This article was published by The Economist , Photo Credit: The Economist
When SALIH HUDAYAR visited Tajikistan in 2014, he remembers therebeing “thousands” of fellow Uyghurs in Dushanbe, the capital. Many of them came from the same city as him, Artush, in western Xinjiang. But since then the number of Uyghurs in the country has dwindled. Mr Hudayar is now an American citizen and the head of a group called the East Turkistan Government in Exile (ETGE), founded in Washington in 2004, claiming to represent the interests of Uyghurs in Xinjiang (or East Turkistan, as some Uyghurs call the region). According to evidence submitted on June 10th to the International Criminal Court (ICC), on behalf of the ETGE and the East Turkistan National Awakening Movement, another Washington-based group, China has been working with Tajikistan to round up and deport Uyghurs since at least 2016. The Chinese Public Security Bureau worked with the Tajikistan police to identify any Uyghurs, and then “directly intervened” to deport them back to China. “I knew central Asia wasn’t safe,” Mr Hudayar remembers. “No matter where you go, you have to be careful.”

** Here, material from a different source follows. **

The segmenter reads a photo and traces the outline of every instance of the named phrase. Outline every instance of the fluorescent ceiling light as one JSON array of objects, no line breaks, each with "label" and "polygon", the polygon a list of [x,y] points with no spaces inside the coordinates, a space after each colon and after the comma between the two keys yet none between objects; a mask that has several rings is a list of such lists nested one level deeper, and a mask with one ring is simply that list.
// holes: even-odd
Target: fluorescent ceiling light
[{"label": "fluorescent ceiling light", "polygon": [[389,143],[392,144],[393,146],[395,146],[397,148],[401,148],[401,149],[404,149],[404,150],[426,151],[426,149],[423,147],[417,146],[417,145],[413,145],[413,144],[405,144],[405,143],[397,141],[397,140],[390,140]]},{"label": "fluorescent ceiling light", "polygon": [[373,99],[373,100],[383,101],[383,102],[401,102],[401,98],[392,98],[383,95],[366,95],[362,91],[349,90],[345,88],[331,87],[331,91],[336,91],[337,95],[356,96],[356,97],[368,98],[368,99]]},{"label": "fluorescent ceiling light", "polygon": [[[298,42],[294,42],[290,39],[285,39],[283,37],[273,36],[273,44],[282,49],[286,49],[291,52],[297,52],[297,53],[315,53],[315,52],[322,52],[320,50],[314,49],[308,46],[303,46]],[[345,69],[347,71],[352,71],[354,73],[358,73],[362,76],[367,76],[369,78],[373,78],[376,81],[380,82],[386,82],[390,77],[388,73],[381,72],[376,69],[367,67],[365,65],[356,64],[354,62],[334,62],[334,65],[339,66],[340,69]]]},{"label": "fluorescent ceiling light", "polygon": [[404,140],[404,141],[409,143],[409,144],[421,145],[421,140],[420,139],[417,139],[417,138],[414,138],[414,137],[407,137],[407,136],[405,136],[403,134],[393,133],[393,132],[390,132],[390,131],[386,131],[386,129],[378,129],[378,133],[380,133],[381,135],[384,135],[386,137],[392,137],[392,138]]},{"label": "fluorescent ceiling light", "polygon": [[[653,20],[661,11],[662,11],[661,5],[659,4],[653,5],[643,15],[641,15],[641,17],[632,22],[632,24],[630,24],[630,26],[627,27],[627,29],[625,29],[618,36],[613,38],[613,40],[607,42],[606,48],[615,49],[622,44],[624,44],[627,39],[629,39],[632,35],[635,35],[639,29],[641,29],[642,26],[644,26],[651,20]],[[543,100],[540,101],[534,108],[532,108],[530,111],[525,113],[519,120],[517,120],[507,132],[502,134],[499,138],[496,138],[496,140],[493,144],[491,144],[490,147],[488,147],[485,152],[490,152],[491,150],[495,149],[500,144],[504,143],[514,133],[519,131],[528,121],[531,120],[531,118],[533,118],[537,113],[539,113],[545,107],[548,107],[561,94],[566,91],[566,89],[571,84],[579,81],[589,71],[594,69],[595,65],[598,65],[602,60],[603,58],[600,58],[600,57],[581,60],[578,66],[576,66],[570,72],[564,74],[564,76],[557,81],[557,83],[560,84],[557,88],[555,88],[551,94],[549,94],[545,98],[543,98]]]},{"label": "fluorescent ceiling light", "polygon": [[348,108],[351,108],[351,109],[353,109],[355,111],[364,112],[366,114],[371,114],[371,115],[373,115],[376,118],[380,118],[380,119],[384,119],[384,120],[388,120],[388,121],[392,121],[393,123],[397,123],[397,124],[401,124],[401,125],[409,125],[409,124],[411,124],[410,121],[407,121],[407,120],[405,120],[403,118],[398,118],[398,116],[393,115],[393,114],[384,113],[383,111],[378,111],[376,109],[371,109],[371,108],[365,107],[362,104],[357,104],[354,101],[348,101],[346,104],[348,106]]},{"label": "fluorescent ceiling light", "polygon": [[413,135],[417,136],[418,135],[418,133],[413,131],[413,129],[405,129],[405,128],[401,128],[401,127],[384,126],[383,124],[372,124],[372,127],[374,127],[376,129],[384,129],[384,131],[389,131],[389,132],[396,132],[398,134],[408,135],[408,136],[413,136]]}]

The lawyers for the two Uyghur groups are asking the ICC’s prosecutor to open an investigation into Chinese officials. They allege that through threats, intimidation and physical force, nearly 3,000 Uyghurs—85-90% of the total population in Tajikistan—have been compelled to return to China, where they are likely to end up in detention camps. The complaint argues that “these arrests, enforced disappearances, abductions and deportations form the first step of a continuum of alleged criminal conduct amounting to genocide and crimes against humanity”. There is no evidence of mass killings of Uyghurs in Xinjiang, but there are credible reports of extrajudicial detentions, torture, sterilisations, forced labour and many other horrors that could constitute crimes against humanity. Uyghur activists will see benefit if the complaint simply serves to discomfit China and draw international attention to its abuses in Xinjiang. But they are hoping for more. If the ICC’s prosecutor, Fatou Bensouda, agrees that there is enough evidence of abuses happening in Tajikistan, rather than China, she may then apply to the court’s judges to open an investigation. But even that step would be a long way from actually convicting any officials in China.